How to create multiple network namespace from a single process instance - c

I am using following C function to create multiple network namespaces from a single process instance:
void create_namespace(const char *ns_name)
{
char ns_path[100];
snprintf(ns_path, 100, "%s/%s", "/var/run/netns", ns_name);
close(open(ns_path, O_RDONLY|O_CREAT|O_EXCL, 0));
unshare(CLONE_NEWNET);
mount("/proc/self/ns/net", ns_path, "none", MS_BIND , NULL);
}
After my process creates all the namspaces and I add a tap interface to any of the one network namespace (with ip link set tap1 netns ns1 command), then I actually see this interface in all of the namespaces (presumably, this is actually a single namespace that goes under different names).
But, if I create multiple namespaces by using multiple processes, then everything is working just fine.
What could be wrong here? Do I have to pass any additional flags to the unshare() to get this working from a single process instance? Is there a limitation that a single process instance can't create multiple network namespaces? Or is there a problem with mount() call, because /proc/self/ns/net is actually mounted multiple times?
Update:
It seems that unshare() function creates multiple network namespaces correctly, but all the mount points in /var/run/netns/ actually reference to the first network namespace that was mounted in that direcotry.
Update2:
It seems that the best approach is to fork() another process and execute create_namespace() function from there. Anyway, I would be glad to hear a better solution that does not involve fork() call or at least get a confirmation that would prove that it is impossible to create and manage multiple network namespaces from a single process.
Update3:
I am able to create multiple namespaces with unshare() by using the following code:
int main() {
create_namespace("a");
system("ip tuntap add mode tap tapa");
system("ifconfig -a");//shows lo and tapA interface
create_namespace("b");
system("ip tuntap add mode tap tapb");
system("ifconfig -a");//show lo and tapB interface, but does not show tapA. So this is second namespace created.
}
But after the process terminates and I execute ip netns exec a ifconfig -a and ip netns exec b ifconfig -a it seems that both commands were suddenly executed in namespace a. So the actual problem is storing the references to the namespaces (or calling mount() the right way. But I am not sure, if this is possible).

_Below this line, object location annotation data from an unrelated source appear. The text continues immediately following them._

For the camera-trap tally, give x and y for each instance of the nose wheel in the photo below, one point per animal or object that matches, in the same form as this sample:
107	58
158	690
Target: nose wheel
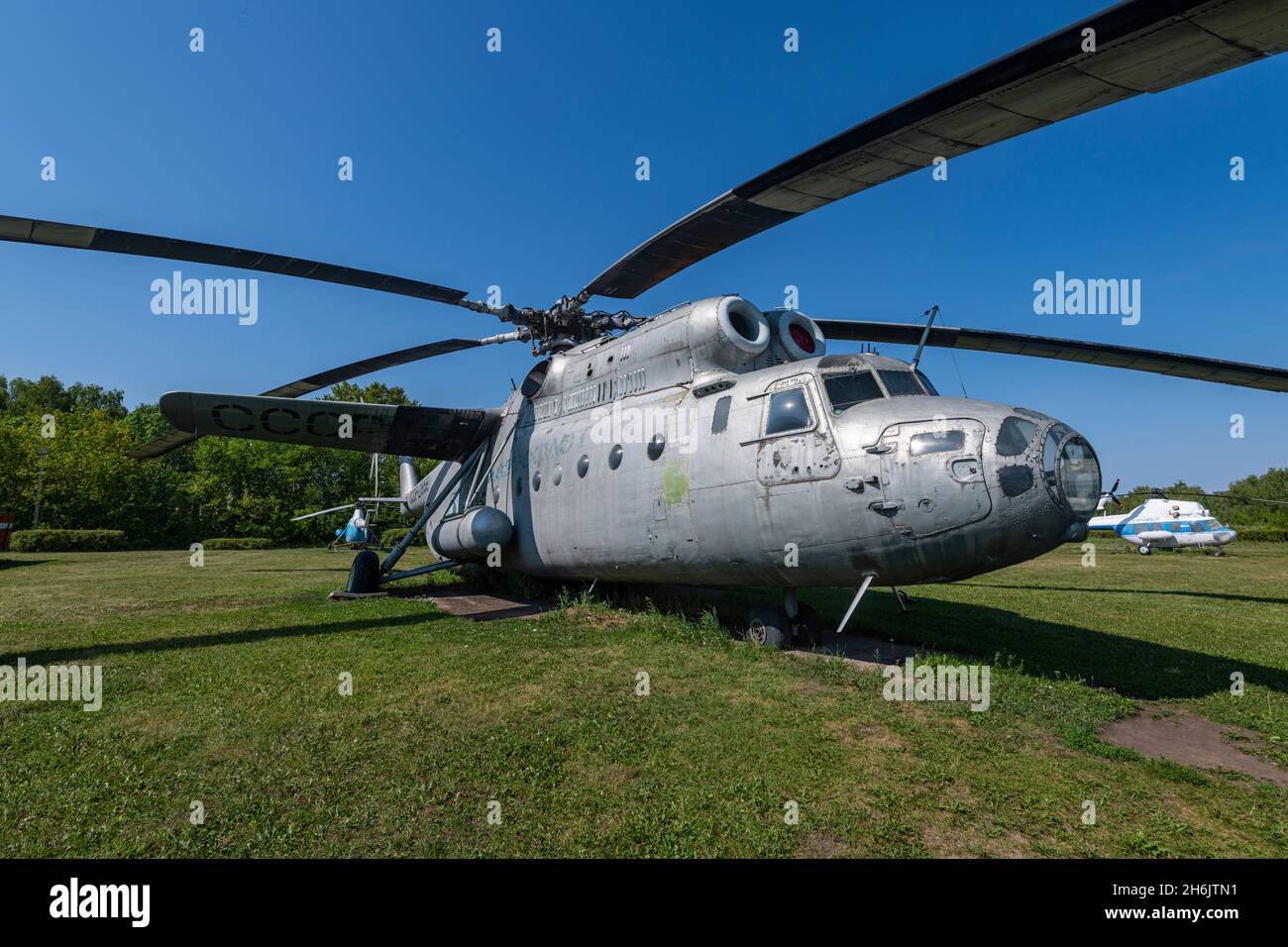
365	574
773	626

Network Namespaces are, by design, created with a call to clone, and it can be modified after by unshare. Take note that even if you do create a new network namespace with unshare, in fact you just modify network stack of your running process. unshare is unable to modify network stack of other processes, so you won't be able to create another one only with unshare.
In order to work, a new network namespace needs a new network stack, and so it needs a new process. That's all.
Good news is that it can be made very lightweight with clone, see:
Clone() differs from the traditional fork() system call in UNIX, in
that it allows the parent and child processes to selectively share or
duplicate resources.
You are able to divert only on this network stack (and avoid memory space, table of file descriptors and table of signal handlers). Your new network process can be made more like a thread than a real fork.
You can manipulate them with C code or with Linux Kernel and/or LXC tools.
For instance, to add a device to new network namespace, it's as simple as:
echo $PID > /sys/class/net/ethX/new_ns_pid
See this page for more info about CLI available.
On the C-side, one can take a look at lxc-unshare implementation. Despite its name it uses clone, as you can see (lxc_clone is here). One can also look at LTP implementation, where the author has chosen to use fork directly.
EDIT: There is a trick that you can use to make them persistent, but you will still need to fork, even temporarily.
Take a look at this code of ipsource2 (I have removed error checking for clarity):
snprintf(netns_path, sizeof(netns_path), "%s/%s", NETNS_RUN_DIR, name);
/* Create the base netns directory if it doesn't exist */
mkdir(NETNS_RUN_DIR, S_IRWXU|S_IRGRP|S_IXGRP|S_IROTH|S_IXOTH);
/* Create the filesystem state */
fd = open(netns_path, O_RDONLY|O_CREAT|O_EXCL, 0);
[...]
close(fd);
unshare(CLONE_NEWNET);
/* Bind the netns last so I can watch for it */
mount("/proc/self/ns/net", netns_path, "none", MS_BIND, NULL)
If you execute this code in a forked process, you'll be able to create new network namespace at will. In order to delete them, you can simply umount and delete this bind:
umount2(netns_path, MNT_DETACH);
if (unlink(netns_path) < 0) [...]
EDIT2: Another (dirty) trick would be simply to execute "ip netns add .." cli with system.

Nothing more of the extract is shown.